Após sua mudança para o Brasil, passou a incorporar a experiência da diáspora em sua poesia. Essa nova perspectiva enriqueceu sua obra, permitindo uma fusão de influências culturais que resultou em uma poesia mais ampla, reflexiva e acessível a diferentes públicos.
Em suas obras faz referências a figuras mitológicas romenas, como "Zmeu", um dragão que frequentemente aparece em contos populares. Ele utiliza essa figura para simbolizar desafios e superações, inserindo a luta contra o Zmeu como uma metáfora para as dificuldades da vida. Também é comum encontrar menções a "nossas montanhas", como os "Cárpatos", que não apenas servem como cenário, mas também como símbolo de resistência e força. Cailin pode descrever a beleza dessas montanhas em relação à história do povo romeno, evocando sentimentos de pertencimento. Ele inclui personagens folclóricos como "Moșneagul" (o velho sábio) e "Zână" (a fada), representando a sabedoria ancestral e a proteção, respectivamente. Esses personagens são frequentemente utilizados para transmitir lições de vida e a importância das tradições. Além disso, faz alusão a festivais tradicionais, como "Mărțișor", que celebra a chegada da primavera. Em seus versos, ele descreve a troca de fitas brancas e vermelhas como um símbolo de renovação e esperança, refletindo a alegria da vida. Histórias de amores impossíveis, como a lenda de "Făt-Frumos" e "Ilena Cosânzeana", podem ser exploradas em seus escritos. Ele usa essas narrativas para abordar temas de amor e sacrifício, conectando a experiência pessoal com a tradição. Há a presença de criaturas míticas, como o "Chimera" ou o "Roc", descrevendo esses seres como guardiões de segredos e mistérios, simbolizando os desafios que todos enfrentamos em busca de conhecimento. Esses elementos folclóricos não apenas enriquecem a poesia de Cailin Dragomir, mas também criam uma ponte entre o passado e o presente, permitindo que ele dialogue com suas raízes culturais enquanto se adapta a novas influências. Essa fusão é uma das marcas distintivas de sua obra.

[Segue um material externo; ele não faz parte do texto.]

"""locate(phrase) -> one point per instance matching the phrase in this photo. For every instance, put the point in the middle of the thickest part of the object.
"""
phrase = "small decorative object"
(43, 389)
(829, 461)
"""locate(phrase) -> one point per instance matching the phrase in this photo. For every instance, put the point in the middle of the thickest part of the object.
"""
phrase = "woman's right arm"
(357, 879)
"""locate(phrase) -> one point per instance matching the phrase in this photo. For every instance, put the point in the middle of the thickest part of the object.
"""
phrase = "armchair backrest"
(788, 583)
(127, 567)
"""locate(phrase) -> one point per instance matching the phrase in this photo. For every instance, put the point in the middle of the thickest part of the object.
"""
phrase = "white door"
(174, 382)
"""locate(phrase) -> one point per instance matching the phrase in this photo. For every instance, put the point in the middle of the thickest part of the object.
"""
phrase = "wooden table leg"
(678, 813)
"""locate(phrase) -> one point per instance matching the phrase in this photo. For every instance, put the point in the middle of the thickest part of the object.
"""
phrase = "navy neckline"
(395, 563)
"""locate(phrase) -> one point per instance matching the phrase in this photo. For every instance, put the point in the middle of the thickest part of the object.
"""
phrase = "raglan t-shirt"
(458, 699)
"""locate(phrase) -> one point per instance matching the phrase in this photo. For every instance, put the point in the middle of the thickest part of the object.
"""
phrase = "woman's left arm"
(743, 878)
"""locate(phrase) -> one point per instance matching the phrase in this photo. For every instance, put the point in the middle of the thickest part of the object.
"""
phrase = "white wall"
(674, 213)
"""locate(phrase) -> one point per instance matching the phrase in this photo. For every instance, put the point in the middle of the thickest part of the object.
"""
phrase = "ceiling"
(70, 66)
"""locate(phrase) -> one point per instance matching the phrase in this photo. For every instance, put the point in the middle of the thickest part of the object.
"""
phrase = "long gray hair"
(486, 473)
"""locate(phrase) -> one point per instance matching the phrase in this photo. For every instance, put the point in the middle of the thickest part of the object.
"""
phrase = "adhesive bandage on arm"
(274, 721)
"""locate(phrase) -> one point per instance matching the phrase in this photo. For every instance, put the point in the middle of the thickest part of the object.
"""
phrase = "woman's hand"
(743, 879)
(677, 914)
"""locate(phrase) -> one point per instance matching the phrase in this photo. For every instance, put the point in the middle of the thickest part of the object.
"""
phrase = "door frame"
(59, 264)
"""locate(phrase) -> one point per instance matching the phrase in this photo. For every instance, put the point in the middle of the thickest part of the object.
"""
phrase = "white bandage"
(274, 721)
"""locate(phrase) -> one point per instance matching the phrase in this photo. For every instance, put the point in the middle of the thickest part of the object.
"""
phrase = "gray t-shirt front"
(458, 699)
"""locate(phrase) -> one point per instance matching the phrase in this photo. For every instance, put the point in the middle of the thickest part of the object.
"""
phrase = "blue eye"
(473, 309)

Como poeta, Dragomir publicou três livros : 1. "Ecos da Alma" - Uma coletânea de poemas introspectivos que exploram a complexidade das emoções humanas; 2. "Sussurros da Memória" - Uma obra que reflete sobre o passado, a nostalgia e a busca pela identidade; 3. "Caminhos de Luz" - Uma série de poemas que celebram a beleza da natureza e a conexão entre o ser humano e o mundo ao seu redor.